A few days in the past, I used to be excited about what you wanted to know to make use of ChatGPT (or Bing/Sydney, or any related service). It’s simple to ask it questions, however everyone knows that these massive language fashions often generate false solutions. Which raises the query: If I ask ChatGPT one thing, how a lot do I must know to find out whether or not the reply is appropriate?
So I did a fast experiment. As a brief programming mission, various years in the past I made an inventory of all of the prime numbers lower than 100 million. I used this record to create a 16-digit quantity that was the product of two 8-digit primes (99999787 instances 99999821 is 9999960800038127). I then requested ChatGPT whether or not this quantity was prime, and the way it decided whether or not the quantity was prime.
ChatGPT accurately answered that this quantity was not prime. That is considerably stunning as a result of, should you’ve learn a lot about ChatGPT, you recognize that math isn’t certainly one of its sturdy factors. (There’s most likely a giant record of prime numbers someplace in its coaching set.) Nonetheless, its reasoning was incorrect–and that’s much more fascinating. ChatGPT gave me a bunch of Python code that applied the Miller-Rabin primality check, and mentioned that my quantity was divisible by 29. The code as given had a few primary syntactic errors–however that wasn’t the one downside. First, 9999960800038127 isn’t divisible by 29 (I’ll allow you to show this to your self). After fixing the apparent errors, the Python code regarded like an accurate implementation of Miller-Rabin–however the quantity that Miller-Rabin outputs isn’t an element, it’s a “witness” that attests to the actual fact the quantity you’re testing isn’t prime. The quantity it outputs additionally isn’t 29. So ChatGPT didn’t truly run this system; not stunning, many commentators have famous that ChatGPT doesn’t run the code that it writes. It additionally misunderstood what the algorithm does and what its output means, and that’s a extra critical error.

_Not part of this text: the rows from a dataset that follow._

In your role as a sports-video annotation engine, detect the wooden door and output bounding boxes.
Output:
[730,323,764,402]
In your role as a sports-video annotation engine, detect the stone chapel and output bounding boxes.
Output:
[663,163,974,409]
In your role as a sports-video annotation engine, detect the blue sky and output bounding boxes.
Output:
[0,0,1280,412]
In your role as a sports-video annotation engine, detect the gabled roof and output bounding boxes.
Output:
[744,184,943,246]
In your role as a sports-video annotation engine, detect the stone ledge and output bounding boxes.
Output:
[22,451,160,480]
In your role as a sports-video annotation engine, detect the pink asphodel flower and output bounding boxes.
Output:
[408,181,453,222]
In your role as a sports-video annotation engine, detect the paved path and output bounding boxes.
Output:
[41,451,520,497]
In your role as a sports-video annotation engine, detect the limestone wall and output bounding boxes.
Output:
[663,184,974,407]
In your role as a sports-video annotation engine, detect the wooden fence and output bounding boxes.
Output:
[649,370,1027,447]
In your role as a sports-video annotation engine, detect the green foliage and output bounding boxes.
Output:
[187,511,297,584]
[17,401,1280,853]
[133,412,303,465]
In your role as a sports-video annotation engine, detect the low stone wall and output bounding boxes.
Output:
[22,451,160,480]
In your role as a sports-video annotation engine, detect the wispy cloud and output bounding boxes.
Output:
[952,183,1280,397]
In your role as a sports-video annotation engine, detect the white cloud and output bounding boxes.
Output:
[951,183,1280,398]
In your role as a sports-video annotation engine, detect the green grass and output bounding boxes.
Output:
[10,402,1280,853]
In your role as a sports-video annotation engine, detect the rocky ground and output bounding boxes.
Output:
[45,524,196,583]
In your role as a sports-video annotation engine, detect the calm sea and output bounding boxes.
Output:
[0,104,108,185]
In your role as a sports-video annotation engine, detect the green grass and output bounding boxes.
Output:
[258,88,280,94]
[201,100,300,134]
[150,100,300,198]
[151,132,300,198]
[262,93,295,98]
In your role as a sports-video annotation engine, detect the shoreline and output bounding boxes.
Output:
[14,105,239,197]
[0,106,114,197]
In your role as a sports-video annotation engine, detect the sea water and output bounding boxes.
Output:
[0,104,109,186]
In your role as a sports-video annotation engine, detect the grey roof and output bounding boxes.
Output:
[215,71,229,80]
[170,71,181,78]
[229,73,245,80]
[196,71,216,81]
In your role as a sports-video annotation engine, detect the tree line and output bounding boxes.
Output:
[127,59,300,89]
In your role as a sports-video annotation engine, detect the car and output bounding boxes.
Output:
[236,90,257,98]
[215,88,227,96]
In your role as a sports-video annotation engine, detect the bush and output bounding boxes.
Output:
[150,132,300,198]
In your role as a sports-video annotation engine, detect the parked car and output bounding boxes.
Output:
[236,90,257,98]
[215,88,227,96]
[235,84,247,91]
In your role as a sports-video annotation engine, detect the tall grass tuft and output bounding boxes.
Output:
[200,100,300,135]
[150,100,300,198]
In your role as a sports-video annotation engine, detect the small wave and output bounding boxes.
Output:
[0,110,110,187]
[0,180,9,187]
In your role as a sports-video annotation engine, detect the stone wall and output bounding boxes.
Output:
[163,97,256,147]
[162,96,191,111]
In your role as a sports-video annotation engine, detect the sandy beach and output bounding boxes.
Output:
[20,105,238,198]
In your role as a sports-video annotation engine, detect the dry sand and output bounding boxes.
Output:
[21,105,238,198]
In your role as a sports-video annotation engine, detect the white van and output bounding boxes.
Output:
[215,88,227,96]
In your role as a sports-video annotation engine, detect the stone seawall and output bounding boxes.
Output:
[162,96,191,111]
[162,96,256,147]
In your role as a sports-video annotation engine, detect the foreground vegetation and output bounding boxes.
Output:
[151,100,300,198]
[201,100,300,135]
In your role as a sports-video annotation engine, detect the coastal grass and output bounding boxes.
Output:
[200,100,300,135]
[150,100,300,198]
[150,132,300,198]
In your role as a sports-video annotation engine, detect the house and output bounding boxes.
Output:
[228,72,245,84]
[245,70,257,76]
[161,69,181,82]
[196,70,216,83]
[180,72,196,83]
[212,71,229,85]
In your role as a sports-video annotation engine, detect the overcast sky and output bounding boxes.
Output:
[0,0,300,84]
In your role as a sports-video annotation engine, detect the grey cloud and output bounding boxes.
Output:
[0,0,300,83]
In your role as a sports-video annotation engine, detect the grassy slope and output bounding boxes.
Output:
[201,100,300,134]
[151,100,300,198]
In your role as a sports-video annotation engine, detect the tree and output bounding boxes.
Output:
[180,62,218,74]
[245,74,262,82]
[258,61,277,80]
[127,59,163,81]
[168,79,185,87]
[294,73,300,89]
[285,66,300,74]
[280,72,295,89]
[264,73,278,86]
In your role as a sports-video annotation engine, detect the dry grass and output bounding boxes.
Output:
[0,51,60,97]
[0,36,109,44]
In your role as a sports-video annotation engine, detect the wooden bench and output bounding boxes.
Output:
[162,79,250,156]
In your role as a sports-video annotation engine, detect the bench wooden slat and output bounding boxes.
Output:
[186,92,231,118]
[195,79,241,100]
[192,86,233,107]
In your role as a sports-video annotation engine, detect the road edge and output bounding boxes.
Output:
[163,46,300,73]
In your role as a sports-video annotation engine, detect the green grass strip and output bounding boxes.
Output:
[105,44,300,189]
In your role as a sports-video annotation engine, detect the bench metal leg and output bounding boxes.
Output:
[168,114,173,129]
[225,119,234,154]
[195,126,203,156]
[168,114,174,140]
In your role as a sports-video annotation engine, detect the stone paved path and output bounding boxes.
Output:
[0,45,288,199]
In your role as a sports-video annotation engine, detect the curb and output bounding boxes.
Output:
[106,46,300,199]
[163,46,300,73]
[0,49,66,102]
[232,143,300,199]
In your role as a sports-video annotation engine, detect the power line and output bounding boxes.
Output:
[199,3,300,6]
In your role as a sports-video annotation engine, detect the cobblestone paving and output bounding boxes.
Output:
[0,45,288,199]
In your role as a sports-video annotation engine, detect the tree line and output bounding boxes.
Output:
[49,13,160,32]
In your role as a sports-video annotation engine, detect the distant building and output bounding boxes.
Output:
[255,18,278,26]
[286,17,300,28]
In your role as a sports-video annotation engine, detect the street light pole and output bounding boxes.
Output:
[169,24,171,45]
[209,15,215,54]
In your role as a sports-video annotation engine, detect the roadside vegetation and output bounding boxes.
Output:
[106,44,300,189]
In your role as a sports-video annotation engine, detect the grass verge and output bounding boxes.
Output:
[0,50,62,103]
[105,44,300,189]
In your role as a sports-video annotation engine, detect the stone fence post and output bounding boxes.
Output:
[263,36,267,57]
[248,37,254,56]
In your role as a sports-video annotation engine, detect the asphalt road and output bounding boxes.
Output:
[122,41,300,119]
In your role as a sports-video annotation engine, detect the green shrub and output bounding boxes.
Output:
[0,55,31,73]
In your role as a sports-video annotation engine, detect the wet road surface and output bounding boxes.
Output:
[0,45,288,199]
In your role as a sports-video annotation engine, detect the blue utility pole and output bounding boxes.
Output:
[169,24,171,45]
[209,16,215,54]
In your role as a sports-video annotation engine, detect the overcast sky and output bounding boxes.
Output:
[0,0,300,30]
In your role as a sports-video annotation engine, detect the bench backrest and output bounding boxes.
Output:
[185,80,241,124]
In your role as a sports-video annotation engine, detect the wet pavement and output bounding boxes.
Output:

I then requested it to rethink the rationale for its earlier reply, and bought a really well mannered apology for being incorrect, along with a unique Python program. This program was appropriate from the beginning. It was a brute-force primality check that attempted every integer (each odd and even!) smaller than the sq. root of the quantity below check. Neither elegant nor performant, however appropriate. However once more, as a result of ChatGPT doesn’t truly run this system, it gave me a brand new record of “prime components”–none of which had been appropriate. Curiously, it included its anticipated (and incorrect) output within the code:
n = 9999960800038127
components = factorize(n)
print(components) # prints [193, 518401, 3215031751]
I’m not claiming that ChatGPT is ineffective–removed from it. It’s good at suggesting methods to unravel an issue, and may lead you to the appropriate answer, whether or not or not it provides you an accurate reply. Miller-Rabin is fascinating; I knew it existed, however wouldn’t have bothered to look it up if I wasn’t prompted. (That’s a pleasant irony: I used to be successfully prompted by ChatGPT.)

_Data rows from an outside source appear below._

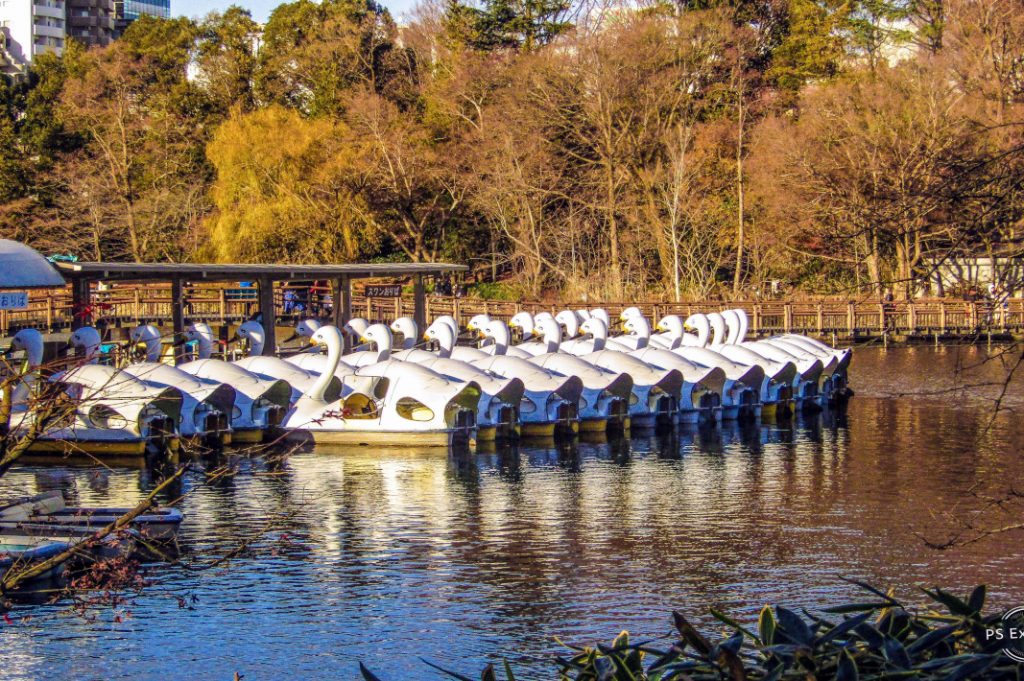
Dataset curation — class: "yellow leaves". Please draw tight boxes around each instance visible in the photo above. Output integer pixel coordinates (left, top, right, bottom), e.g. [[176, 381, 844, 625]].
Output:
[[201, 107, 369, 262]]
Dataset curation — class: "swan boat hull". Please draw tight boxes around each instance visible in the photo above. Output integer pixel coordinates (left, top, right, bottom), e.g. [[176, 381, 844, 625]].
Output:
[[288, 428, 476, 446]]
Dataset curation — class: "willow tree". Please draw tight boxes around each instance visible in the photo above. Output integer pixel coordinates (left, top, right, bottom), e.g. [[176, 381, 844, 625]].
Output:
[[201, 105, 376, 262]]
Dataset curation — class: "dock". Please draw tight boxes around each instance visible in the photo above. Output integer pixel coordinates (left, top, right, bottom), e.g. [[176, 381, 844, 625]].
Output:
[[0, 278, 1024, 347]]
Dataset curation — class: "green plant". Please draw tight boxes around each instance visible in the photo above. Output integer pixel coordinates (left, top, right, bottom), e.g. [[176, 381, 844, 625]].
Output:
[[360, 582, 1024, 681]]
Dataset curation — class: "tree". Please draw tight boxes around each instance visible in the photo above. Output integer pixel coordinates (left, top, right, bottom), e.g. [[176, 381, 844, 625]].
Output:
[[445, 0, 572, 52], [257, 0, 416, 116], [763, 65, 975, 297], [196, 5, 260, 115], [201, 107, 374, 262]]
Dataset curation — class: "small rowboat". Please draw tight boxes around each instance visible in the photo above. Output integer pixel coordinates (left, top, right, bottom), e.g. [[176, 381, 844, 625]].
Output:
[[0, 520, 142, 569], [0, 530, 71, 596], [0, 491, 182, 542]]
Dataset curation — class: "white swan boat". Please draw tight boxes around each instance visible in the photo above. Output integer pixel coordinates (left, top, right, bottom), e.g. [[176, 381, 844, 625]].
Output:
[[282, 325, 480, 446], [391, 316, 526, 441], [464, 320, 584, 437], [505, 317, 633, 432], [722, 308, 853, 401], [122, 325, 236, 445], [176, 323, 292, 443], [657, 314, 797, 418], [4, 329, 182, 456]]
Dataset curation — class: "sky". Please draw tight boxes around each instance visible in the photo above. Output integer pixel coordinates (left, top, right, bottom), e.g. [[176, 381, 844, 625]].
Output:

Getting again to the unique query: ChatGPT is sweet at offering “solutions” to questions, but when you must know that a solution is appropriate, you should both be able to fixing the issue your self, or doing the analysis you’d want to unravel that downside. That’s most likely a win, however it’s important to be cautious. Don’t put ChatGPT in conditions the place correctness is a matter except you’re prepared and in a position to do the arduous work your self.